La casa dell’alchimista, di Gustav Meyrink

Tradotto per Edizioni Theoria nel 2022, La casa dell’alchimista è un romanzo incompleto di Gustav Meyrink.

L’introduzione:

Nell’autunno del 1926, lo scrittore ed esoterista austriaco Gustav Meyrink parlò al suo editore di due romanzi su cui stava lavorando e che prevedeva di completare nell’anno successivo.
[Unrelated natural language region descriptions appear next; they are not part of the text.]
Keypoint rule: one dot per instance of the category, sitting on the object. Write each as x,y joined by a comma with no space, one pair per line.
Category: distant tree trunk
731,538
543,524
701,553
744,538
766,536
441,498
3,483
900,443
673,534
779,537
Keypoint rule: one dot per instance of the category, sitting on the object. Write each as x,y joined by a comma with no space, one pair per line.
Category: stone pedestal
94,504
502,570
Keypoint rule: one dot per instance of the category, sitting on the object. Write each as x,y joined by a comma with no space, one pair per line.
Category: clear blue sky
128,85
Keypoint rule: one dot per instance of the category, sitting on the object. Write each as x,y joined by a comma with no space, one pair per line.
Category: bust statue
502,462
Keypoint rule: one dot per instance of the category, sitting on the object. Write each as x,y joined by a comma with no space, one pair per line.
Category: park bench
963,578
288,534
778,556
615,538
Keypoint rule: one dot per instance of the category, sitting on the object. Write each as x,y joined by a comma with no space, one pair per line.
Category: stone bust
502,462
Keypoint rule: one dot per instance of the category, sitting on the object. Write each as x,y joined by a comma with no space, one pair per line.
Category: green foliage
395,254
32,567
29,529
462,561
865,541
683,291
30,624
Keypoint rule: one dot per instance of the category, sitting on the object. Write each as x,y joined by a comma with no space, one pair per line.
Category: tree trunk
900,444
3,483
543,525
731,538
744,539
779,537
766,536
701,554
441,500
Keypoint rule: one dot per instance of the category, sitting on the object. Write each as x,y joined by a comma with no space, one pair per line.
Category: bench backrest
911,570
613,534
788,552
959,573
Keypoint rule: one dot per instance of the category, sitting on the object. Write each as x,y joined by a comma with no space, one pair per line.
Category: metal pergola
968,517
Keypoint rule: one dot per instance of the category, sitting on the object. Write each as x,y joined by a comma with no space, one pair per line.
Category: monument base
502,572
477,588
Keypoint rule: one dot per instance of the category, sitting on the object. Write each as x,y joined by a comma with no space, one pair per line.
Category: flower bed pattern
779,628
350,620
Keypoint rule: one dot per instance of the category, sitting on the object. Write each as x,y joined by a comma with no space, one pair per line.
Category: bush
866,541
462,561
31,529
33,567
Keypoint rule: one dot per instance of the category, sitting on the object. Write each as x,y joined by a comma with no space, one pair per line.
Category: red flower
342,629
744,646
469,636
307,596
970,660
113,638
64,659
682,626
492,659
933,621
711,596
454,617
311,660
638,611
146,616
Uno era L’angelo della finestra d’Occidente, effettivamente pubblicato nel 1927, mentre l’altro, con molta probabilità, era La casa dell’alchimista, romanzo mai completato e pubblicato postumo come frammento nel 1973.
I tre capitoli di La casa dell’alchimista sono integrati da una presentazione dell’intero romanzo, scritta dallo stesso autore.
Il romanzo parla di una casa antica che esercita una profonda influenza sull’anima di chi vi abita o di chi la frequenta. L’edificio è centrale all’intera narrazione. È ambientato nel presente, in una città tedesca di cui non si menziona il nome. Come scrive l’autore stesso, tale scelta è tesa a evitare che possano crearsi nel lettore delle impressioni troppo particolari. Si capisce che la città è tedesca soltanto dal nome delle strade e da qualche cenno secondario.
I personaggi sono intensi e, a mano a mano che la storia procede, diverse trame secondarie si affiancano alla principale. Ciascuno dei personaggi porta con sé aspetti e problematiche di una varietà così grande
che è evidente come nelle intenzioni dell’autore questo romanzo avrebbe dovuto costituire una sintesi di tutto il suo operato letterario ed esoterico.
In poche parole, è quasi come se questo testo denso e misterioso (il senso del mistero è ulteriormente intensificato dal fatto che l’opera è rimasta incompleta) avrebbe dovuto costituire un percorso iniziatico
per il lettore.
Seguendo la storia del dottor Ismael Steen, il protagonista principale, assistiamo alla trasformazione dell’essere umano, elevato dalla completa abiezione morale verso una più grande illuminazione attraverso
una coscienza risvegliata. Infatti, come indicato negli appunti dell’autore, il romanzo avrebbe dovuto concludersi con la frase: «È meglio bruciare con una coscienza in fiamme, ma restare in vita, che
portare dentro di sé una coscienza morta, come un cadavere».
La coscienza del protagonista si spegne durante la sua infanzia, portandolo a commettere ogni genere di nefandezza. Cadendo sempre più nell’abisso degli abusi e della manipolazione del prossimo, il dottor Steen concepisce un piano per soggiogare il mondo intero mediante l’uso di un film cinematografico (in questo costituisce una sorta di premonizione estremamente attuale), ma quando è sul punto di portarlo a compimento la coscienza si sveglia dentro di lui, senza alcun preavviso, trasformando il ricco e potente malvagio in un essere muto e inerme che, sul momento, viene creduto morto.
In La casa dell’alchimista, Meyrink adotta un linguaggio elevato (ma non ricercato o troppo adorno) che, però, ricade frequentemente nel parlato, soprattutto nei monologhi interiori dei vari personaggi,
quasi dei veri e propri flussi di coscienza.
Questo romanzo, per quanto sia incompiuto, possiede una potenza enorme, che cattura e incanta il lettore con le sue atmosfere esoteriche, gotiche e fantastiche, e non può che dispiacere che la morte dell’autore ci abbia consegnato in questa forma quello che sarebbe senz’altro stato il suo capolavoro definitivo.